A spacer 107a shows the electrostatically charged state of the spacer, and shows a state in which electrostatic charge (positive electrostatic charge in the drawing) is caused by collision of a portion of the electrons emitted from an electron source around it. Here, the spacer 107a shows the electrostatically charged state of the spacer when having no antistatic film 112 installed thereon, and thus, the thickness of a low-resistivity film is drawn more thickly than the low-resistivity film 110 contacting the antistatic film 112 of the spacer 107b, for convenience in illustration.
When a spacer 107a is positively charged with electricity as described above, electrons emitted from an electron-emitting device 104 being used an electron source are drawn toward the spacer, for example, like an electron trajectory 111a, and consequently impair the quality of a displayed image.
In order to solve this problem, there is a proposition of arranging an antistatic film 112 on a spacer 107b, eliminating the charge by passing a micro-electrical current through the surface, and thereby making electrons follow a predetermined trajectory such as an electron trajectory 111b, without being drawn to the spacer. There is also a proposition, as shown in Japanese Patent Application Laid-Open No. 2001-143620, of providing unevenness on the surface of a spacer glass substrate to reduce the effective secondary emission coefficient below that observed with a flat spacer surface, and effectively to inhibit the electrostatic charge of the spacer surface.
Furthermore, Japanese Patent Application Laid-Open No. H10-284283 proposes a spacer coated with an electrostatic charge-mitigating film containing aluminum nitride or aluminum oxide, and noble metals such as gold, palladium and platinum, by binary simultaneous sputtering with the use of an aluminum target and a noble metal target, and of a mixed gas of argon and nitrogen or oxygen as a gas for forming a film.
However, it has become clear that the spacers shown in the above described conventional examples cause variation in the performance of the function for eliminating electrostatic charge.
In particular, when a temperature distribution is formed in the spacer, the distribution of resistivity is also formed due to the temperature characteristic of the resistivity of the antistatic film. The variation of resistivity leads to variation in the diselectrification function.
Specifically, in a flat display panel, the instability of a display image results from temperature distribution in a panel plane, which is caused by a temperature difference between a face plate and a rear plate.

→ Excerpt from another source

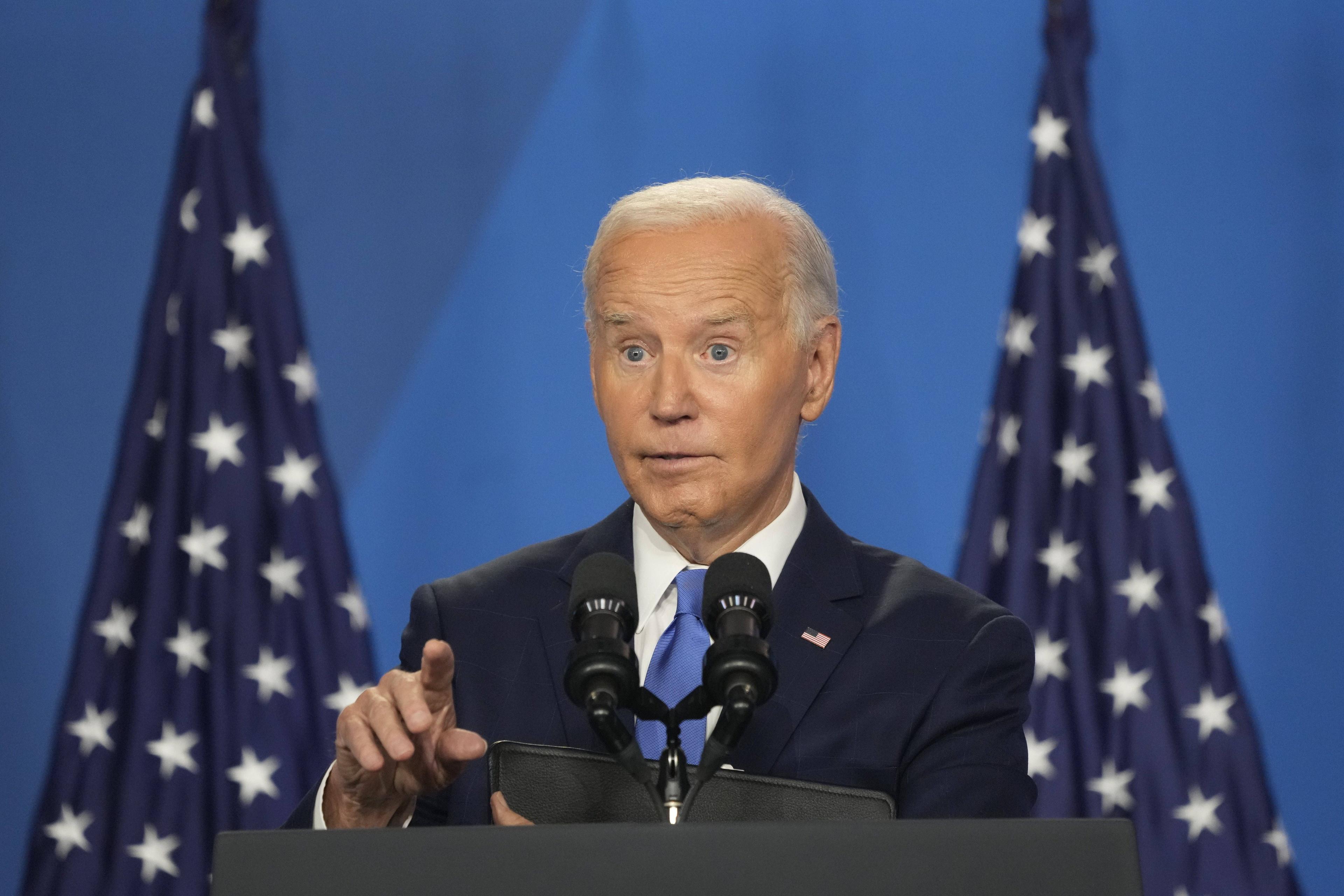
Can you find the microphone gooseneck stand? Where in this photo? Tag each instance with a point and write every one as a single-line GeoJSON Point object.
{"type": "Point", "coordinates": [603, 675]}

In addition, a conventional method of forming an antistatic film containing a plurality of elements by sputtering simultaneously a plurality of different material targets (for example, binary sputtering with the use of two materials) might cause variation in the resistivity of an antistatic film depending on each film-forming batch even when film-forming conditions (background, sputtering pressure, gas flow rate and target electrification power) are uniformized.

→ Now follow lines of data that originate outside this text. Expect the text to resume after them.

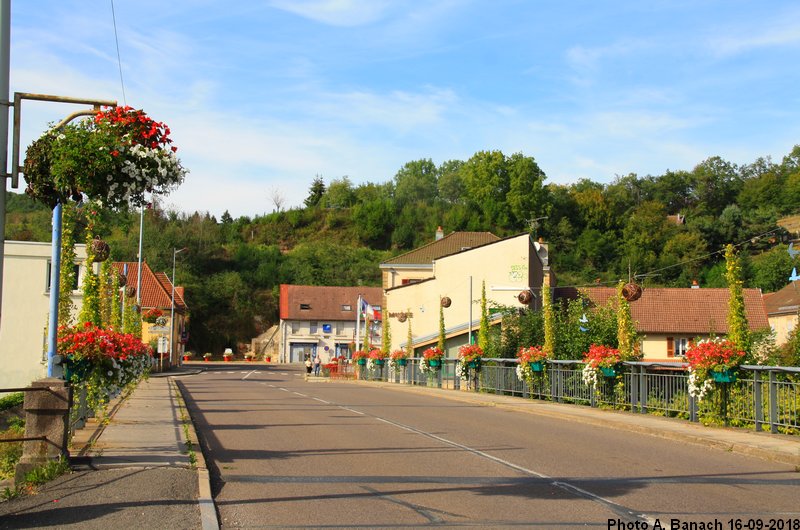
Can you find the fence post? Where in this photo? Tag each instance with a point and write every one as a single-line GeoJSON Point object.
{"type": "Point", "coordinates": [634, 387]}
{"type": "Point", "coordinates": [758, 405]}
{"type": "Point", "coordinates": [47, 416]}
{"type": "Point", "coordinates": [642, 390]}
{"type": "Point", "coordinates": [773, 403]}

In order to uniformize resistivity, the target electrification power supplied to different material targets must be adjusted for each, which is complicated, and the operation is not always highly reproducible. In particular, in binary sputtering, when there is a large difference in target electrification power from one target to another, so-called cross contamination can not be avoided, which is a phenomenon in which a more powerfully electrified target material deposits on the surface of a less powerfully electrified target material.